Ultimately, this low information state comes from the fact that ISO standards are developed by the private sector, through a perverse model that calls on “volunteers” to spend thousands of dollars traveling all over the world to create documents that ISO then publishes, keeping all the profits for themselves. As a result, the only “volunteers” ISO can attract are funded interests (CB reps) and private consultants, seeking to use their TC 176 credential to later line their pockets. Paying for travel expenses to go to a million ISO conferences is an investment that is later paid off by the unending book deals, speaker fees, and overnight boost to their private consultancies. This means ISO cannot attract actual, working experts to write standards like ISO 9001, because actual working experts are busy… well, working as experts. Oh, the mouthpieces of TC 176 try to sound like they are on the front lines of Sokovia working as Doctors Without Borders, but no one takes that seriously.

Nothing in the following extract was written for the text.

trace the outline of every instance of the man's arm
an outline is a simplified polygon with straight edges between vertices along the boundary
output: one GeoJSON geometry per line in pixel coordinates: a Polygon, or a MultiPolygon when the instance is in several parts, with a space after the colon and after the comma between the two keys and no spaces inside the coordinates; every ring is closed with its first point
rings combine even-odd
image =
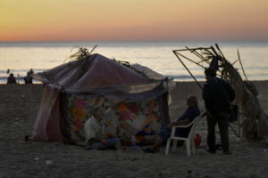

So given that the authors themselves suffer from a low information state, it’s no wonder they would produce a rushed, hackjob based on “gut feelings” and not facts, and then spend the bulk of their time marketing the thing, rather than providing evidence that it works through studies, data or science. And, of course, since no one holds them accountable, it all goes on as ever.

The solution is dramatic: international standards bodies, such as NIST in the US, must file a formal series of complaints against ISO as a whole, alleging violations of WTO regulations that exist to ensure ISO standards are developed by actual consensus, and do not present a barrier to free trade. If that sounds like a leap, it’s not. The complaint must force ISO to withdraw ISO 9001:2015 and start over, with a standard that includes concepts drawn from industry, devoid of the corrupt abuse by cronies and private consultants.

Is that likely to happen? No, but with the growing focus on the relationship between ISO and the various international product scandals, such as Takata, more and more consideration is likely to be given to the idea. What’s more likely to happen is that ISO will lose its place as the world’s standard body entirely, to be replaced by a host of competitors.